Beautiful Binary Search in D

Alex Muscar

February 18, 2023

February 28, 2023: @tgehr posted a zero-based version of the algorithm. They also pointed out that my original code passed the static arrays by value. I’ve updated the code in the post to use ref for the array parameters as well as D’s exponentiation operator, ^^. @tgehr’s version also returns the first postiion of the element if there are multiple instances, while the one in this post returns the last one. Thanks for the suggestions!

February 18, 2023: @schveiguy pointed out that the initial approach to determining the static array size was overly complicated. I’ve updated the code to incorporate their suggestion. Thanks!
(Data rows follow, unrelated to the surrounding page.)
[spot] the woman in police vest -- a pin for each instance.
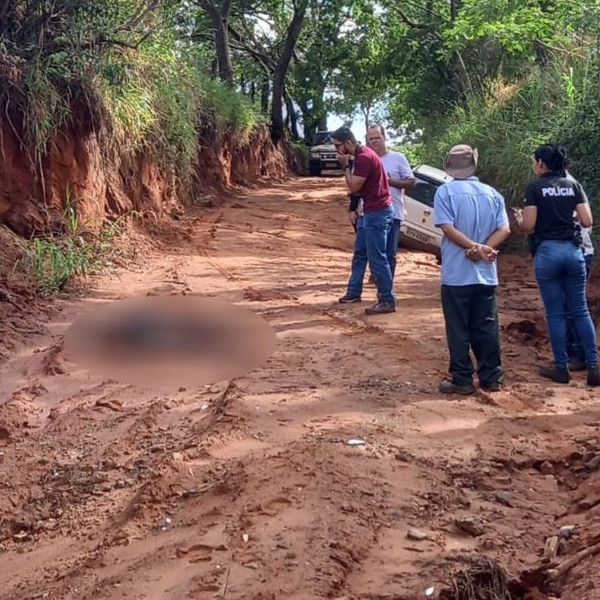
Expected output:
(555, 243)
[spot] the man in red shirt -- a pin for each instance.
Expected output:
(369, 178)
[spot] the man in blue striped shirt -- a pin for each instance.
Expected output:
(473, 218)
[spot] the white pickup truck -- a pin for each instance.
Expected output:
(418, 230)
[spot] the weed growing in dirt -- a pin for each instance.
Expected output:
(52, 262)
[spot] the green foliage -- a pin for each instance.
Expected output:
(53, 262)
(553, 106)
(130, 64)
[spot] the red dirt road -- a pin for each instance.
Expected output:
(248, 489)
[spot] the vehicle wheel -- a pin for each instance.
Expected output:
(314, 168)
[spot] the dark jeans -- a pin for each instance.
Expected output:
(472, 323)
(574, 347)
(359, 260)
(560, 273)
(377, 229)
(392, 245)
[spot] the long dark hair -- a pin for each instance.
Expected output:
(553, 156)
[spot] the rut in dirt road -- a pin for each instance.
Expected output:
(249, 488)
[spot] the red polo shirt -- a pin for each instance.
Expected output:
(375, 191)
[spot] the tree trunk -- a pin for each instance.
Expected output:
(290, 110)
(264, 97)
(279, 75)
(322, 124)
(366, 110)
(219, 20)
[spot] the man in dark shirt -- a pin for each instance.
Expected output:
(370, 179)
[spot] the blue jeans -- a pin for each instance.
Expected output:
(377, 229)
(574, 347)
(359, 260)
(392, 245)
(560, 273)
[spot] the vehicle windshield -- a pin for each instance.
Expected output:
(323, 137)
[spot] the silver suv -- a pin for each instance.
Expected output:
(323, 156)
(418, 230)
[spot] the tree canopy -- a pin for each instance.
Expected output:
(443, 68)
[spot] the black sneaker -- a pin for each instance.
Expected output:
(556, 374)
(494, 386)
(593, 375)
(348, 299)
(380, 308)
(577, 364)
(447, 387)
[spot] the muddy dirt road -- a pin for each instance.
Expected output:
(248, 489)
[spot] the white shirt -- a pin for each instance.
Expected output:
(397, 167)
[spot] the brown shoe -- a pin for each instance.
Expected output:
(380, 308)
(447, 387)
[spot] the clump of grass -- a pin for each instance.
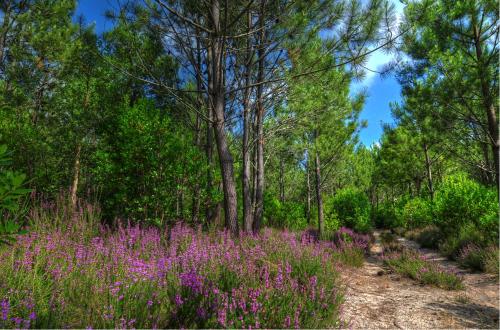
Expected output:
(412, 265)
(390, 243)
(483, 259)
(429, 237)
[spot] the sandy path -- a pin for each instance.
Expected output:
(376, 300)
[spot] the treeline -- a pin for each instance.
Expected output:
(240, 113)
(194, 110)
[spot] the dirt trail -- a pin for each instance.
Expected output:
(376, 300)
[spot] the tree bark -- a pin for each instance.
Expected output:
(488, 103)
(209, 210)
(429, 171)
(195, 213)
(259, 195)
(321, 225)
(282, 181)
(76, 177)
(218, 102)
(247, 192)
(308, 202)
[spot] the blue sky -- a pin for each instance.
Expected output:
(380, 91)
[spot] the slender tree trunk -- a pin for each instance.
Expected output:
(259, 195)
(282, 181)
(209, 211)
(321, 225)
(308, 202)
(76, 177)
(3, 36)
(218, 101)
(429, 171)
(247, 192)
(197, 138)
(488, 103)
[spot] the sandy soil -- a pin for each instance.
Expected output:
(376, 299)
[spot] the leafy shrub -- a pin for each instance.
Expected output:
(384, 215)
(289, 214)
(417, 212)
(477, 258)
(389, 215)
(460, 201)
(11, 192)
(412, 265)
(352, 208)
(429, 237)
(452, 244)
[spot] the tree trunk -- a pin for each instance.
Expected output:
(308, 205)
(488, 103)
(429, 171)
(209, 210)
(76, 177)
(247, 192)
(259, 195)
(318, 195)
(282, 181)
(218, 102)
(195, 213)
Recently, while I was reading “Writing Efficient Programs”, I came across a beautiful variation of binary search and its implementation. In this post I’ll be using D’s metaprogramming capabilities to implement a generic version of the algorithm.

For the rest of the post I’m going to assume you’re familiar with binary search, and its most common implementation–the bisection method using two pointers.

A beautiful algorithm

There are many ways to implement a binary search. The most common is probably using a “bisection search”, where we track the subintervals using two pointers, one moving from left to right, the other from right to left.

Another variant is the “uniform search”, where instead of using two pointers, we use only a single pointer and a “rate of change”, i.e., the start and the size of the subintervals. This is more subtle than bisection search–which is not trivial by the way. In Knuth’s words:

It is possible to do this, but only if extreme care is paid to the details, […]. Simpler approaches are doomed to failure.

On the other hand, uniform search has some advantages. One of them is that the the rates of change can be precalculated, and stored in a side table. If we get the rate of change calculation right–which is the subtle part–the search algorithm is simpler than its cousin using two pointers.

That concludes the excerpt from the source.